Agent Skill · Cockroach Labs

performing-cluster-maintenance

Manages planned cluster maintenance across all tiers. Self-Hosted covers node drain procedures for OS patching, hardware changes, and configuration updates. Advanced/BYOC covers maintenance window configuration, patch scheduling, deferral policies, and monitoring during CRL-managed maintenance. Standard and Basic maintenance is fully managed with no customer action. Use when planning maintenance, configuring maintenance windows, or preparing applications for maintenance events.

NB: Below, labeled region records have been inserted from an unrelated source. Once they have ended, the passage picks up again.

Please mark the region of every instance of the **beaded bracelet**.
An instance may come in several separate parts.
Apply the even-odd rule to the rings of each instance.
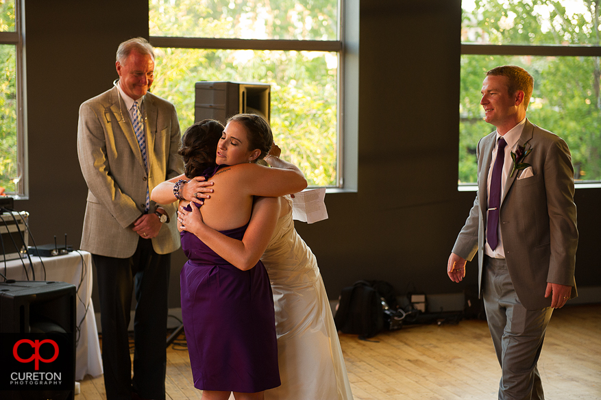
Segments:
[[[180,190],[182,188],[182,185],[187,183],[188,181],[185,179],[180,179],[179,181],[175,182],[175,185],[173,185],[173,195],[177,200],[185,200],[185,199],[184,199],[184,197],[182,197],[182,195],[180,193]]]

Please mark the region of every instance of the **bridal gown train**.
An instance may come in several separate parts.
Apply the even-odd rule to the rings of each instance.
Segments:
[[[261,258],[275,308],[282,385],[265,400],[353,398],[332,310],[315,256],[294,229],[291,210],[279,218]]]

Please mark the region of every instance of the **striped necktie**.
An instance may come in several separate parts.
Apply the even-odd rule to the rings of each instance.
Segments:
[[[501,207],[501,177],[503,175],[503,164],[505,162],[505,139],[499,138],[497,158],[493,166],[491,188],[489,193],[489,214],[487,219],[487,241],[492,250],[499,244],[499,208]]]
[[[142,113],[140,112],[140,107],[138,105],[137,101],[134,101],[134,105],[132,106],[132,111],[134,114],[134,119],[132,124],[134,125],[134,132],[136,133],[136,138],[138,139],[138,144],[140,145],[140,152],[142,153],[142,158],[144,160],[144,166],[146,168],[147,173],[148,173],[148,157],[146,154],[146,137],[144,136],[144,124],[142,121]],[[146,181],[148,182],[148,180]],[[146,205],[145,212],[148,212],[150,210],[150,193],[148,191],[148,185],[146,185]]]

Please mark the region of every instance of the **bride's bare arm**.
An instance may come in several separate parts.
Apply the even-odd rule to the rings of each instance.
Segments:
[[[277,197],[254,199],[252,214],[242,240],[208,227],[198,208],[193,205],[191,208],[192,211],[188,212],[180,206],[178,210],[177,222],[184,226],[183,229],[194,234],[232,265],[247,271],[256,265],[269,243],[280,214],[280,199]]]
[[[242,185],[254,196],[284,196],[297,193],[307,187],[307,180],[295,165],[279,158],[280,148],[275,145],[265,160],[273,168],[257,164],[241,164],[245,177]]]
[[[213,182],[205,182],[204,177],[188,179],[182,174],[155,186],[150,193],[150,198],[159,204],[169,204],[177,200],[173,192],[173,186],[180,180],[186,182],[180,184],[180,196],[184,200],[202,204],[202,200],[199,199],[210,199],[210,193],[213,192],[213,189],[210,188],[213,186]]]

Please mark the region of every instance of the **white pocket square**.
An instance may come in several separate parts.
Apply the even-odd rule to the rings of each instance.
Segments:
[[[532,172],[532,167],[528,166],[528,168],[524,169],[523,171],[522,171],[522,173],[517,177],[517,179],[523,179],[524,178],[529,178],[529,177],[533,177],[533,176],[535,176],[535,174]]]

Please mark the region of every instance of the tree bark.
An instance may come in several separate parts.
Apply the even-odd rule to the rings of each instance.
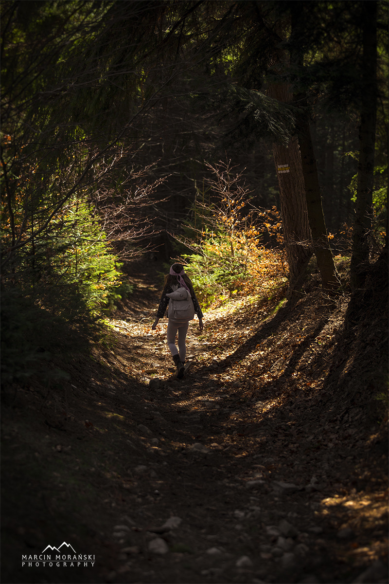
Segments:
[[[290,101],[291,97],[289,86],[283,84],[271,85],[268,93],[270,97],[284,103]],[[307,265],[312,256],[304,177],[297,138],[292,138],[288,146],[274,144],[273,155],[289,266],[288,297],[290,300],[301,288]]]
[[[365,0],[362,9],[363,56],[359,160],[351,257],[351,286],[363,286],[370,256],[377,117],[377,2]]]
[[[300,121],[297,133],[313,251],[316,256],[323,288],[335,290],[339,287],[339,280],[337,277],[334,258],[328,244],[316,159],[313,152],[309,121],[306,114],[304,114]]]
[[[299,39],[303,32],[302,27],[305,26],[305,5],[306,2],[295,2],[291,7],[290,37],[294,44],[290,48],[290,65],[292,70],[300,72],[304,69],[304,49],[302,48]],[[334,290],[338,287],[339,280],[328,243],[304,89],[293,94],[293,101],[300,106],[297,119],[297,137],[313,251],[316,256],[323,288]]]

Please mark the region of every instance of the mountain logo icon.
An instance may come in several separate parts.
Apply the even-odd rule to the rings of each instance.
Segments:
[[[61,551],[64,551],[64,550],[61,550],[61,548],[64,548],[64,546],[67,548],[68,550],[71,550],[75,554],[76,553],[75,550],[70,544],[67,544],[66,541],[64,541],[58,547],[55,547],[55,545],[47,545],[42,552],[42,554],[44,554],[47,550],[51,550],[52,551],[58,551],[59,554],[61,554]]]

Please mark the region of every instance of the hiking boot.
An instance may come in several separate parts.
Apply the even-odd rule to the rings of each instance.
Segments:
[[[185,373],[185,367],[180,360],[180,355],[173,355],[173,360],[177,367],[177,377],[178,379],[182,379]]]

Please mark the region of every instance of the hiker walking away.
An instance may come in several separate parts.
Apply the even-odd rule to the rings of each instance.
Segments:
[[[189,322],[194,318],[194,313],[198,318],[198,325],[203,329],[203,314],[196,298],[193,285],[190,279],[185,273],[184,266],[181,263],[174,263],[169,273],[165,276],[163,291],[157,311],[157,315],[151,327],[155,331],[158,321],[163,318],[169,304],[167,316],[167,331],[166,339],[173,361],[177,367],[178,379],[184,377],[185,357],[187,353],[185,344]],[[178,333],[178,348],[176,346],[176,336]]]

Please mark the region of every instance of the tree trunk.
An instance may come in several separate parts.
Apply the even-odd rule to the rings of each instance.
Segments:
[[[369,266],[377,112],[377,2],[365,0],[362,4],[364,83],[362,88],[359,160],[351,266],[353,290],[363,286]]]
[[[272,84],[268,95],[288,102],[291,93],[286,84]],[[286,256],[289,266],[289,288],[292,298],[304,282],[307,265],[312,256],[311,234],[304,193],[304,177],[297,138],[288,146],[275,144],[273,155],[279,189],[281,217]]]
[[[305,2],[295,2],[291,6],[290,37],[293,39],[294,46],[290,50],[290,65],[292,70],[300,72],[303,71],[304,68],[304,53],[298,39],[302,32],[302,27],[303,27],[305,25]],[[297,119],[297,137],[313,251],[316,256],[323,287],[325,290],[334,290],[338,287],[339,281],[328,244],[305,90],[303,89],[295,93],[293,95],[293,100],[300,106]]]
[[[306,114],[303,114],[299,124],[298,137],[313,251],[317,260],[323,287],[325,290],[334,290],[339,287],[339,280],[328,244],[316,159],[313,152],[309,122]]]

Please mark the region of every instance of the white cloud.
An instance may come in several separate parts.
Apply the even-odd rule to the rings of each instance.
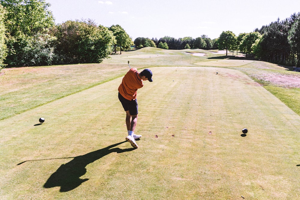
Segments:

View SKILL.md on GitHub → Source repository Provider profile

Provider: Cockroach Labs Path in repo: skills/cockroachdb-operations-and-lifecycle/performing-cluster-maintenance/SKILL.md

Skill body

Performing Cluster Maintenance

Manages planned cluster maintenance across all deployment tiers. For Self-Hosted, this means draining and restarting individual nodes. For Advanced/BYOC, this means configuring and managing maintenance windows for CRL-applied patches. For Standard and Basic, maintenance is fully managed with no customer action required.

When to Use This Skill

Planning OS patching, hardware changes, or configuration updates (Self-Hosted)
Configuring or modifying a maintenance window (Advanced, BYOC)
Setting patch deferral policies (Advanced, BYOC)
Monitoring during a CRL-managed maintenance event (Advanced, BYOC)
Running pre-maintenance validation checks (Self-Hosted, Advanced, BYOC)
Understanding how maintenance affects your application (all tiers)
Preparing applications for maintenance events (all tiers)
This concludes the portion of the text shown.